C’est mercredi à l’IESEG, dans le quartier Vauban. Les étudiants ont pu commander sur le site internet de l’association un panier de fruits et légumes et du jus de pomme fermier. Dès dix heures, les initiés récupèrent leur panier et promettent de renouveler l’expérience. D’autres, curieux, viennent discuter avec les membres de l’asso et en profitent pour croquer une pomme juteuse. Cette scène a lieu une dizaine de fois par an dans le hall de l’école de commerce lilloise. Cassez la graine, c’est une bande d’étudiants de deuxième année qui a lié un partenariat avec un regroupement de sept agriculteurs. Le lien a été établi par l’intermédiaire des parents d’Arthur, un membre de l’asso, qui sont eux-mêmes agriculteurs en Lorraine à la frontière luxembourgeoise.
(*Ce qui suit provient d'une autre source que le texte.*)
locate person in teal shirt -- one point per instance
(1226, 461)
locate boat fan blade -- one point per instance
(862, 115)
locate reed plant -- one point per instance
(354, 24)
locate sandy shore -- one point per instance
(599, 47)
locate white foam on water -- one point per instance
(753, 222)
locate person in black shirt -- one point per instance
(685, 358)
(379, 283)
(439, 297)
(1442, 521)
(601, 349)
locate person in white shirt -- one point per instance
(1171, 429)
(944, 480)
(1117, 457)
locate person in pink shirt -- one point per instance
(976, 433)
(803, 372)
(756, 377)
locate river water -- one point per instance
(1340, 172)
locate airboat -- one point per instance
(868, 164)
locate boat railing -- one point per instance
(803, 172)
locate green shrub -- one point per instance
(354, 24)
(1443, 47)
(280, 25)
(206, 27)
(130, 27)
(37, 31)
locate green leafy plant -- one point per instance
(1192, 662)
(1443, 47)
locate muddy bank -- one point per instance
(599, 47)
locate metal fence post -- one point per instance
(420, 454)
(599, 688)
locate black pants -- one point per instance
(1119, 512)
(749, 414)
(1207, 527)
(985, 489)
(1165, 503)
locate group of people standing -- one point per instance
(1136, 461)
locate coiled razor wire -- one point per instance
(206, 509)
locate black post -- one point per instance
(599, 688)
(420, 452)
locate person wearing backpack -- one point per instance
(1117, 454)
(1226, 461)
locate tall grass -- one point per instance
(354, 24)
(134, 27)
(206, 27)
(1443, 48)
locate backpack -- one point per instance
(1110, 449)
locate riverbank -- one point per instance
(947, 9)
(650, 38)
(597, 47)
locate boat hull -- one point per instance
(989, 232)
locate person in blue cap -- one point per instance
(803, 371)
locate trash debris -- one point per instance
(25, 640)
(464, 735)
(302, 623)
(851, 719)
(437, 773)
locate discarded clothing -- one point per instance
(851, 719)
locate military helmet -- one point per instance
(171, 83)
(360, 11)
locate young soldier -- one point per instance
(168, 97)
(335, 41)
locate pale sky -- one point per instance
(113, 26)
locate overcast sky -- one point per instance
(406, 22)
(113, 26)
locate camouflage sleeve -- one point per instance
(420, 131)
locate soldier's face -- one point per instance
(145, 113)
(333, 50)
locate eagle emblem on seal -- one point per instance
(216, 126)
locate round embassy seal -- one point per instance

Un panier équilibré et politisé.

Dans un climat de prise de conscience écologique, les étudiants achètent pour cinq euros une belle somme de pommes de terre, carottes, pommes, poires et un poireau. La différence de prix n’est pas flagrante par rapport à une grande surface. Ce qui est en jeu, c’est le travail de l’agriculteur et sa rémunération. La majorité des paysans français ont été poussés depuis les Trente glorieuses à l’industrialisation pour fournir les grandes surfaces en fruits et légumes. L’Union Européenne, sous l’influence de puissants lobbys à l’image de ceux payés par l’entreprise Monsanto, les a contraints à adhérer au productivisme, sur fond de chantage aux subventions. Plus question d’harmonie entre la terre travaillée et le paysan, c’est l’agriculture hors sol qui est à la mode. Derrière le produit acheté en supermarché se cache donc l’épandage de pesticides et la pollution, lorsque le fruit a voyagé depuis l’autre bout du globe. Les étudiants de l’IESEG en sont convaincus, le système industriel agro-alimentaire n’est pas viable. Ils promeuvent au contraire une agriculture raisonnée, une démarche agricole qui prend en compte le respect de l’environnement, de la santé des agriculteurs et le bien-être animal. Proximité et circuit court contre surproduction industrielle.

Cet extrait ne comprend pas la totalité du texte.